The governor has so far resisted calls for a special legislative session to address the pandemic, choosing instead to issue over 20 sweeping executive orders.
AUSTIN, Texas (CN) — Five Republican Texas legislators sued Governor Greg Abbott on Monday, angry with a controversial $295 million Covid-19 contact tracing contract he awarded to a relatively small Dallas-area technology firm without approval from the Texas Legislature.
State Representatives Mike Lang, Kyle Biederman, William Zedler, Steve Toth and state Senator Bob Hall sued Abbott, a fellow Republican, as well as the Texas Department of State Health Services and Frisco-based MTX Group in Travis County District Court for violations of the Texas Constitution.
They claim Abbott “failed to follow competitive bidding rules” when he awarded the contract while the lawmaking body was out of session. They want the court to void the contract and halt payments from the state.
“The request for proposal for the contract was inadequate, the contract bid process was a sham, and the contract impermissibly exceeded two years,” the 25-page complaint states. “The second reason to invalidate the contract is that the Texas Constitution requires a separation of powers, and that separation leaves policy-making decisions with the Texas Legislature. These decisions are not changed by pandemics.”
The Texas Legislature is only in regular session for 140 days every odd-numbered year beginning in January. Abbott has so far resisted calls for a 30-day special session to address the pandemic, choosing instead to issue over 20 sweeping executive orders since March under the Texas Disaster Act of 1975. The law allows the governor to suspend laws if he or she concludes they “prevent, hinder or delay” needed action to cope with a disaster, as well as giving similar powers to mayors and county judges.
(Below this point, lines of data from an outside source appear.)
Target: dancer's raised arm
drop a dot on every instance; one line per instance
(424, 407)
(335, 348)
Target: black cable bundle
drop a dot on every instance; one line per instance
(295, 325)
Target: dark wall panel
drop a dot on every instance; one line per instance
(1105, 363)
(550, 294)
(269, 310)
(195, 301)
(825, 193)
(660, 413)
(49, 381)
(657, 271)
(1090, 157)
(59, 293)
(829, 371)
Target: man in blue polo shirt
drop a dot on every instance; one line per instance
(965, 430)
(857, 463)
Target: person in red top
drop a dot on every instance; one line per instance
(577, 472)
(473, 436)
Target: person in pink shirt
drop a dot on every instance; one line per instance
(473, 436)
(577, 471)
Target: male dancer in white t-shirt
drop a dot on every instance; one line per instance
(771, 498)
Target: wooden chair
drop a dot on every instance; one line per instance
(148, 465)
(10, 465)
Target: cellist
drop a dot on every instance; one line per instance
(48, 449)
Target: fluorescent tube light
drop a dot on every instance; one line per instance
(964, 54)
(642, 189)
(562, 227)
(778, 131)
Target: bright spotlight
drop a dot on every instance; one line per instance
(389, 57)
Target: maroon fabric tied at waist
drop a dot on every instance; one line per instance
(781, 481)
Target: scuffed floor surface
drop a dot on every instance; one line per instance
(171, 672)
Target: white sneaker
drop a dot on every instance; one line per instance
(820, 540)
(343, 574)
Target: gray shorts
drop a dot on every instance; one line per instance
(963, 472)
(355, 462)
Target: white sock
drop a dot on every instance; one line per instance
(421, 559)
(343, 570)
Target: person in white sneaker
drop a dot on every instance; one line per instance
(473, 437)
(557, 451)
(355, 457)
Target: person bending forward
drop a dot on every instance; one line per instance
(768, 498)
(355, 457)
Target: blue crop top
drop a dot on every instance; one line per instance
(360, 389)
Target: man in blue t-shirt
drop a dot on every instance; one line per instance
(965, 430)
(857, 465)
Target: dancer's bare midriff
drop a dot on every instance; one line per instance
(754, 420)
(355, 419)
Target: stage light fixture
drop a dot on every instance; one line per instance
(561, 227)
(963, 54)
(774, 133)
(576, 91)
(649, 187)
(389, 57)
“The governor cannot establish new state policy, issue a $295 million contract to implement that policy, and ignore or suspend state statutes just by claiming ‘it’s a disaster,’” the complaint states. “The Disaster Act has rarely been employed, and thus its deficiencies have not been obvious until about March 2020, when the Covid-19 virus caused widespread alarm and executives all over Texas began issuing orders created by no legislative process.”
The lawmakers claim MTX and nine other companies applied for the state contract in May, which called for the training, deployment and management of thousands of contract tracers and the creation of a call center with 5,000 agents. Despite far larger companies including Accenture, AT&T and IBM applying, the contract was awarded to MTX.
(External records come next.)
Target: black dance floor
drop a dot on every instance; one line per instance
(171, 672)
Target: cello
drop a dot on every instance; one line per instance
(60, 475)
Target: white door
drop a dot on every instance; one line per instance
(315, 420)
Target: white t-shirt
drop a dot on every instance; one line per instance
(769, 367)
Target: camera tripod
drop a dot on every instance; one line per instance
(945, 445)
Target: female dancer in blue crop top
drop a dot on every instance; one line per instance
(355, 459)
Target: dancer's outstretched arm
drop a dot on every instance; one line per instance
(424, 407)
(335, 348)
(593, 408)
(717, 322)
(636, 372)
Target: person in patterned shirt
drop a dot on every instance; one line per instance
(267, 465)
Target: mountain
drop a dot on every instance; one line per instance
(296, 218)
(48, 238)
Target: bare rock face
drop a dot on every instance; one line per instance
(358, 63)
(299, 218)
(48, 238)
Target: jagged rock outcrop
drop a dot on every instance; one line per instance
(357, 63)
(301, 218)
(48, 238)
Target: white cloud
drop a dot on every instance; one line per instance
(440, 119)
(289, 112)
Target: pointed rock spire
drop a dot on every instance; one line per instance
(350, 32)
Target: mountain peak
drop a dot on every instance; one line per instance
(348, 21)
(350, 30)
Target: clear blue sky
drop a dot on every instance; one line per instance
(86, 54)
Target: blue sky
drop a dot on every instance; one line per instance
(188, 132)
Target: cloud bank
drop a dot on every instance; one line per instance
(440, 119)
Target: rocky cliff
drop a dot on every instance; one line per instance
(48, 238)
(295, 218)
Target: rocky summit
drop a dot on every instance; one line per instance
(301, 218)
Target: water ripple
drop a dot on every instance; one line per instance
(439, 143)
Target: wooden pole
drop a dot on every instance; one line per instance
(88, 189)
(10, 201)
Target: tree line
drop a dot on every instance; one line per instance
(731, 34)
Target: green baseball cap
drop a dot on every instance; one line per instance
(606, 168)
The applicants were only given two days to submit their proposals and the state awarded the contract a mere eight days after it first asked for applications, the lawsuit claims. It also alleges the proposal request was not publicly posted as required by the state.
“The request for proposal was far less detailed than other specifications provided by other states during this time, with a very short span of time to respond,” the complaint states. “No substantive opportunity to ask questions or suggest alternatives that would have been vastly less expensive or more efficient was allowed.”
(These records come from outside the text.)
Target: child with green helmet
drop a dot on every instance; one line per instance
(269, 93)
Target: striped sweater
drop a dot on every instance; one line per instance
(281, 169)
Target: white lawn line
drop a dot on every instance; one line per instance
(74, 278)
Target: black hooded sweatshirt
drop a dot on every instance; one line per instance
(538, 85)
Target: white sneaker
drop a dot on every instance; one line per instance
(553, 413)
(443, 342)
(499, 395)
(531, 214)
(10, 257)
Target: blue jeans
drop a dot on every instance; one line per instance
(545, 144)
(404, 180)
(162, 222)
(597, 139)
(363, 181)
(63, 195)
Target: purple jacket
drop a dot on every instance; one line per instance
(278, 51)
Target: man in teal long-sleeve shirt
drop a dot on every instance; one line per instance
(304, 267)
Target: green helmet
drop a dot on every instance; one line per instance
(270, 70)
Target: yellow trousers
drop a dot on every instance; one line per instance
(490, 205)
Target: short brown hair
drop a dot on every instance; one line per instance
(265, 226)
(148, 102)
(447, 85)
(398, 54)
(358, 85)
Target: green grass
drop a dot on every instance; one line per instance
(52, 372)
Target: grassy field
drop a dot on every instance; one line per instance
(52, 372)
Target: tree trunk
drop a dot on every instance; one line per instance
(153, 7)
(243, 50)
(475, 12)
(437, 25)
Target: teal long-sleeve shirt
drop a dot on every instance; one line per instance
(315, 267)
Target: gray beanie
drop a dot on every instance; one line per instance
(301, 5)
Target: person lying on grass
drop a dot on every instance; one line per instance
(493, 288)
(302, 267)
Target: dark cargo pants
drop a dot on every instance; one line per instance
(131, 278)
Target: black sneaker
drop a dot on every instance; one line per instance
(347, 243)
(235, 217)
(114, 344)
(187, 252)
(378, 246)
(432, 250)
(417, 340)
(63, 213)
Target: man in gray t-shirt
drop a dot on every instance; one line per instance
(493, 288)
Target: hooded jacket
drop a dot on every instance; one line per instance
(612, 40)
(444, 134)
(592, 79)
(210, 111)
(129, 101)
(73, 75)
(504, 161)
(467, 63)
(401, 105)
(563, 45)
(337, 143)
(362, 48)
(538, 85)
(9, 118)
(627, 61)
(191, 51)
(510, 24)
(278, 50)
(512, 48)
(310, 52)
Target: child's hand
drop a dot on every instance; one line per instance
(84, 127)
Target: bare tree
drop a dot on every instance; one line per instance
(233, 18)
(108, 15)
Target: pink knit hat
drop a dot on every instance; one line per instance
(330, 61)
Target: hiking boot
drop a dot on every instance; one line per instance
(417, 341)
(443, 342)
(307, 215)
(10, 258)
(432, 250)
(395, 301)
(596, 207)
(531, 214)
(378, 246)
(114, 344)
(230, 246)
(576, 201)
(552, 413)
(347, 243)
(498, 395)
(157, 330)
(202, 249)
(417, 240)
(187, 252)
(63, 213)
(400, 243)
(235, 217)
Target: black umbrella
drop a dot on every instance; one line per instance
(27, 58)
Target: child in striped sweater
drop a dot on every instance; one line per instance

MTX’s bid was tied with Accenture’s as the state’s top scoring proposal but was $15 million cheaper, CBS-affiliate KTVT in Fort Worth reported last month. The 10 bids range from as low as $110 million to as high as $929 million.
Senator Hall, MTX and DSHS did not immediately respond to email messages requesting comment Monday evening. Hall has in the past questioned MTX’s lack of experience in handling such a large contract.
“I have seen companies try and bite off a project outside what they have experience to do,” he told KTVT last month. “You don’t go from a $1 to 2 million contract company to managing a $300 million contract just because you want to do that.”
The Houston Chronicle reported last month on allegations made by four former contact tracers who worked for MTX or one of its partners that describe “technical glitches, training flaws and problems with scripts used during phone calls” with those exposed to the virus.
Three of the employees who performed case investigations or contact tracing alleged “they did almost no work for weeks — just as the virus was taking off again in late May and early June.”